Le corps au pied du lit

Selon les premiers éléments de l’enquête dévoilés dans la soirée du mardi 22 octobre par le procureur de la République d'Orléans Nicolas Bessonne, l’autopsie pratiquée plus tôt dans la journée sur le corps de Karine F. a révélé qu’elle avait succombé à de nombreux coups portés à l'arme blanche au niveau du visage, du cou et du thorax. 

Jacques S., lui, a, en plus de ses deux mains sectionnées, été roué de coups avant d’être abandonné dans son pavillon où il est décédé. Les enquêteurs ont découvert son corps "au pied de son lit, à la perpendiculaire, caché" sous des couvertures, a indiqué le procureur de la République. L’autopsie a permis d’établir que ses mains avaient été tranchées post-mortem. Selon le magistrat, ce sont les nombreux coups portés à l'octogénaire, notamment à la tête et au visage, qui ont provoqué son décès. 

Un chouchou et une brosse

Au domicile de l’octogénaire, les enquêteurs ont retrouvé plusieurs effets personnels de l’infirmière, notamment des accessoires de coiffure. Celle-ci n’a semble-t-il pas été tuée au domicile de son patient mais après. La voiture de l’infirmière a en effet été découverte non loin de son corps.  Les mains de l’octogénaire, elles, n’ont pas été retrouvées. 

"Toutes les hypothèses sont ouvertes", a indiqué Nicolas  Bessone à propos du mobile, signalant notamment que la maison de l'octogénaire avait été fouillée, sans qu'aucun vol n'ait toutefois été constaté.

Rassemblement et marche blanche

Ce mercredi à 18h, un rassemblement est organisé , devant le cabinet de l'infirmière, 22, rue Kléber, à Châlette-sur-Loing, pour lui rendre hommage.

Samedi 26 octobre, c'est une marche blanche qui est organisée par la mairie de la Ferrières-en-Gâtinais, où vivait Karine F., pour rendre hommage à l'infirmière. 

Dès lundi, le Syndicat national des Infirmières et infirmiers libéraux avait posté sur Facebook un message pour Karine F.  Voici ce que l'on peut notamment lire sur leur page "Karine était pétillante et enthousiaste. Elle avait une famille avec deux enfants de 16 et 9 ans. Elle était infirmière libérale dans le Loiret. 
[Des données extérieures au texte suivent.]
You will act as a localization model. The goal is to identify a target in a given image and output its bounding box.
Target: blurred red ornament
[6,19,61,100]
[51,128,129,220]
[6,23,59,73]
Karine était aussi très impliquée dans la défense et la promotion de la profession infirmière libérale. Elle était présidente départementale de la section Sniil 45. Karine… c’était vraiment quelqu'un : une femme de cœur, une femme engagée, une femme d’honneur. Ce 21 octobre au petit matin, Karine a été assassinée. Ce soir, le Sniil a perdu l’une de ses forces vives."

L'enquête a été confiée à la section de recherches de la gendarmerie d'Orléans. Les investigations se poursuivent.